I am connected to a VPS and need to route a specific application through a VPN. However, when I enable my VPN via WireGuard, my SSH connection to the VPS drops. By default, my VPN routes all traffic through itself, but I only want certain applications to use the VPN. My goal is to configure WireGuard so that only applications explicitly bound to the VPN's network interface (se-got-wg-001) will use the VPN, while others will continue using the default interface (eth0).
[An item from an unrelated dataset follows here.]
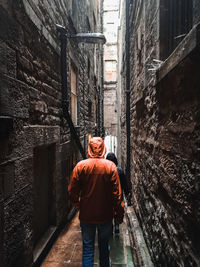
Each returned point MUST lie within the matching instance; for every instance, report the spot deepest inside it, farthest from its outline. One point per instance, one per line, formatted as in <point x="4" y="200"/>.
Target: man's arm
<point x="74" y="188"/>
<point x="117" y="196"/>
Below is my current WireGuard configuration:

[Interface]
PrivateKey = REDACTED
Address = 10.66.127.142/32,fc00:bbbb:bbbb:bb01::3:7f8d/128
DNS = REDACTED
[Peer]
PublicKey = REDACTED
AllowedIPs = 0.0.0.0/0,::0/0
Endpoint = REDACTED

I want these changes to persist after a reboot. What modifications should I make to ensure my system uses eth0 as the default interface, even when the VPN is enabled?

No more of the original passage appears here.